After tallying the entire purchase price at $230, the store clerk was initially reluctant to take a U.S. $100 bill, but acquiesced after reassurances that it was not counterfeit.
Outside, as the mid-day call to prayer sounded over the busy marketplace, other squad members were making radio contact with Marines at their base, dubbed Battle Position Hue City, and summoning a Humvee to come out and pick up their bulky purchase.
Although there have been no attacks on U.S. forces since the sweep through the city, the Marines took precaution and arranged to meet their vehicle on a nearby side street.
“All we gotta do is go back … and link up,” Virts said, holding out one of the ubiquitous satellite-image maps of the city that Marines here use for navigation and planning.

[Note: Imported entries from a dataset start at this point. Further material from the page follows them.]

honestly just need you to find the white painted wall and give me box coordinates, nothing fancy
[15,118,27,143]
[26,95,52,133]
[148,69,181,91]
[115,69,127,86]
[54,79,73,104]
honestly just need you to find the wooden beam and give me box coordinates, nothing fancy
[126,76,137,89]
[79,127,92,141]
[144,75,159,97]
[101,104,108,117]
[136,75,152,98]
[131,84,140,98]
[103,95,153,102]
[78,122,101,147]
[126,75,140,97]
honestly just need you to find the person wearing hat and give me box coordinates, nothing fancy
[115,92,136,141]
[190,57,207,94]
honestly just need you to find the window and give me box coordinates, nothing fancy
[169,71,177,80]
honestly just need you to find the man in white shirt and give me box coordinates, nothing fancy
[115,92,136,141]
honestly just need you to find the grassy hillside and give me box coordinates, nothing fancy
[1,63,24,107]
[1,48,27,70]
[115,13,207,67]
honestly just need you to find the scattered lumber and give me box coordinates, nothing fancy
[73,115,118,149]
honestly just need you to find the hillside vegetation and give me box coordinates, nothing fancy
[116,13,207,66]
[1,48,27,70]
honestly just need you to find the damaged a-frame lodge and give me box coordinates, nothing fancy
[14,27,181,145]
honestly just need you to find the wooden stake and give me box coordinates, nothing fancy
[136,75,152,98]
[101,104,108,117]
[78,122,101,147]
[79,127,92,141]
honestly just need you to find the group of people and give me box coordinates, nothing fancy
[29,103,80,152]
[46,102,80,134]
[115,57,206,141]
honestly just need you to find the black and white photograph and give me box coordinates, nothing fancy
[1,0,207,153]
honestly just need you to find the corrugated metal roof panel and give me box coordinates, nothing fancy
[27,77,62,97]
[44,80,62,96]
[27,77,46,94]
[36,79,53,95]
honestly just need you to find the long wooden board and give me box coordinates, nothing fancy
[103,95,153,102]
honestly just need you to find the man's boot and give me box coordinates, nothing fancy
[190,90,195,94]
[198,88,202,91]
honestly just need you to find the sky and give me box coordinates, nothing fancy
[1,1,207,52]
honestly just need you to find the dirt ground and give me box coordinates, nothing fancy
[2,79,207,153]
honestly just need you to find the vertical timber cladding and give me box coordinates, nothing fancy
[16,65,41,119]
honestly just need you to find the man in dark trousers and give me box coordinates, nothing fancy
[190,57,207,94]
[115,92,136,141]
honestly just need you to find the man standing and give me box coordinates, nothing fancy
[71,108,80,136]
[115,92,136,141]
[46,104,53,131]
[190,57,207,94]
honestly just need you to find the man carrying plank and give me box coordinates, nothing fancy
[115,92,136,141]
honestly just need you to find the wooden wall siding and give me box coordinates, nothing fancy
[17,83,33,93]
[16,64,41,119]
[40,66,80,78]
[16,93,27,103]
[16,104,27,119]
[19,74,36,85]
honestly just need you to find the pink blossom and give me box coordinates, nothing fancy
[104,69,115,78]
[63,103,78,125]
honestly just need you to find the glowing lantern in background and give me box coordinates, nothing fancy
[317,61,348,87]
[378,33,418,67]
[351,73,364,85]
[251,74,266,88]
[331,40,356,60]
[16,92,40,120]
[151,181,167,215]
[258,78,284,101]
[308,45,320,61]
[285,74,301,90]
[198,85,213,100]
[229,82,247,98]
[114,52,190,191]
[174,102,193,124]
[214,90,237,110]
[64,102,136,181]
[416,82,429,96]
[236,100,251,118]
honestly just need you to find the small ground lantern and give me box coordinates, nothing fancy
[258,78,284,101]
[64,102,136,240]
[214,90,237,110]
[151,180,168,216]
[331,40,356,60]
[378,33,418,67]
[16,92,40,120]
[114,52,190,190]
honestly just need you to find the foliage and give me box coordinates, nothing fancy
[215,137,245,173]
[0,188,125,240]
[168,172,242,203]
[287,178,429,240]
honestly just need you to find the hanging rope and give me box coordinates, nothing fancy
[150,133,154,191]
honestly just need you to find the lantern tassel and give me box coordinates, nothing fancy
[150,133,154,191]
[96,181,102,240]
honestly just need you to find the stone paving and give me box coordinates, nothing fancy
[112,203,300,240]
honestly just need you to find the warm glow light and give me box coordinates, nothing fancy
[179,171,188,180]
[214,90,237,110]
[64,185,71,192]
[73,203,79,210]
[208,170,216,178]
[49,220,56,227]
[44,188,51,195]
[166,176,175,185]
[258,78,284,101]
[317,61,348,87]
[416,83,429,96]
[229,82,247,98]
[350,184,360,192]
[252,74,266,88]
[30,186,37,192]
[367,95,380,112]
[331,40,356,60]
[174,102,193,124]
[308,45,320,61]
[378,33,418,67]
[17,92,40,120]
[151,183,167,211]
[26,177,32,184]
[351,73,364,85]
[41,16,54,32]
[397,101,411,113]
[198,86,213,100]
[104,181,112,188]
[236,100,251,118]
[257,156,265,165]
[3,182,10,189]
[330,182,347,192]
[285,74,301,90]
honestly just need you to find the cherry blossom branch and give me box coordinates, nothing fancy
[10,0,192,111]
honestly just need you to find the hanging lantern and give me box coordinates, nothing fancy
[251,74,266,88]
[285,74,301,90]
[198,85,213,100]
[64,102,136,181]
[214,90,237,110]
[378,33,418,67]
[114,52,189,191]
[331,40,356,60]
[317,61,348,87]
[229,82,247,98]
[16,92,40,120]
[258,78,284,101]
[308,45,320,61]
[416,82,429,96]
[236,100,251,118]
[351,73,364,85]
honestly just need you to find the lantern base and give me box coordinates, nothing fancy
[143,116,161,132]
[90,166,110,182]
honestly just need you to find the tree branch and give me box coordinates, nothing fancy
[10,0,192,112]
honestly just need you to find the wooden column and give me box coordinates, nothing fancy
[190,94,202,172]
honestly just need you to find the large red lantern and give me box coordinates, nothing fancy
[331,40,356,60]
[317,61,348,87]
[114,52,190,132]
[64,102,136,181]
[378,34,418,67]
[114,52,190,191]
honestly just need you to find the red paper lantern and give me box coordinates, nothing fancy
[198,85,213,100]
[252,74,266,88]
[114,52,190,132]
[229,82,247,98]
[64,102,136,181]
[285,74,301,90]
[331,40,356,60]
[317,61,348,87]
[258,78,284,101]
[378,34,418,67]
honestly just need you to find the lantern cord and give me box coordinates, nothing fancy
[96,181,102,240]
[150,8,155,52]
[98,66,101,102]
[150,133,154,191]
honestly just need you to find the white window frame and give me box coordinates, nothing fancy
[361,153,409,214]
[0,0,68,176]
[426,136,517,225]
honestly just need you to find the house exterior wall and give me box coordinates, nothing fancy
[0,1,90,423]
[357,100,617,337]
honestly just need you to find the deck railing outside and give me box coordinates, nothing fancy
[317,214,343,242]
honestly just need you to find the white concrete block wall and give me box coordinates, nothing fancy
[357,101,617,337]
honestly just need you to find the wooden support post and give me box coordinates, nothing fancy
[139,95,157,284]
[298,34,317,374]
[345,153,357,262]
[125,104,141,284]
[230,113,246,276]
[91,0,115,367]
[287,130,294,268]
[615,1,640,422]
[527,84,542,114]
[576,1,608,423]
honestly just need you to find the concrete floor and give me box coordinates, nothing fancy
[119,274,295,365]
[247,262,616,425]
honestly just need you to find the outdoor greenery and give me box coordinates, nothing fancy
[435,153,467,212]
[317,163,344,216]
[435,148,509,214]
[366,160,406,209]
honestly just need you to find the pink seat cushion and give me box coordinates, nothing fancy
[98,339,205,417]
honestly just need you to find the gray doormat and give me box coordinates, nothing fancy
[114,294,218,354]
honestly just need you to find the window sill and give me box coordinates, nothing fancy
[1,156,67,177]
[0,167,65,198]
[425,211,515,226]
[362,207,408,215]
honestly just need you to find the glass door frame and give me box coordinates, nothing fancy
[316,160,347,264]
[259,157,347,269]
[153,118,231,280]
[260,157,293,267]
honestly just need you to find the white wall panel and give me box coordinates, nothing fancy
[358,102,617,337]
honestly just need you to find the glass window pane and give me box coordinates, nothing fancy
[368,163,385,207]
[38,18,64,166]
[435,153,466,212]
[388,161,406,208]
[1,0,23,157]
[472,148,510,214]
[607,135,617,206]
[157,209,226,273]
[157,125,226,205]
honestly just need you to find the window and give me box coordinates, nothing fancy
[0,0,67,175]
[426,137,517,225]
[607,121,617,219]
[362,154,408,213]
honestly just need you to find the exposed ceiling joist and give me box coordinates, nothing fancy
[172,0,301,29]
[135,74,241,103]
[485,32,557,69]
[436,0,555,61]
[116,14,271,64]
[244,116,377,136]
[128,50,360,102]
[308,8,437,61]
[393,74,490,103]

“We don’t want to do it on Market Street because they could snipe us,” Virts, a 22-year-old from western Maryland, explained.
Gattis squeezed the radio receiver in his left sleeve pocket and told his team members it was time to leave.
“Alright, we’re steppin’,” he said into the mouthpiece attached to his helmet.
As two Marines began lugging the large brown cardboard television box down the street, other Marines and a unit of Iraqi Army soldiers who joined them on the joint patrol secured the street, stopping traffic and kneeling, with rifles ready, at each cross street.
The otherwise uneventful shopping trip underscored the recent transformation of the border city that was off limits to Marines for nearly a year as insurgents operated openly and used it as a staging area to move guns and weapons from Syria into Iraq.
The television will add dramatically to the Marines’ quality of life here. Since their arrival two weeks ago, they’ve had no running water, only one hot meal a day and no telephone or Internet service. A mail truck arrived for the first time last week.
Receiving American televisions stations in this far-flung outpost may be difficult, but the Marines expect at the least to receive AFN, which offers a mix of domestic sports and news shows.
Several Marines spent much of the afternoon struggling to decipher the Arabic language instructions that came with the satellite dish.
And Thursday afternoon, a convoy brought turkey cutlets and T-bone steaks to help the Marines celebrate the Thanksgiving holiday.
In truth, though, holidays mean little for many deployed Marines. Some began their day unaware it was the final Thursday of November.
“Happy Thanksgiving,” Cpl. Joseph Walker said, with a trace of sarcasm, to several others in his squad shortly after reveille Thursday morning.
“Oh, it’s Thanksgiving today?” Gattis asked, initially surprised.
“Oh, so it is,” said Lance Corporal Jarvis Ferrell, a 22-year-old from Tallahassee, Fla., who just got married before leaving home this summer.
Walker shrugged at their reaction.
“All the days blend together around here,” he said.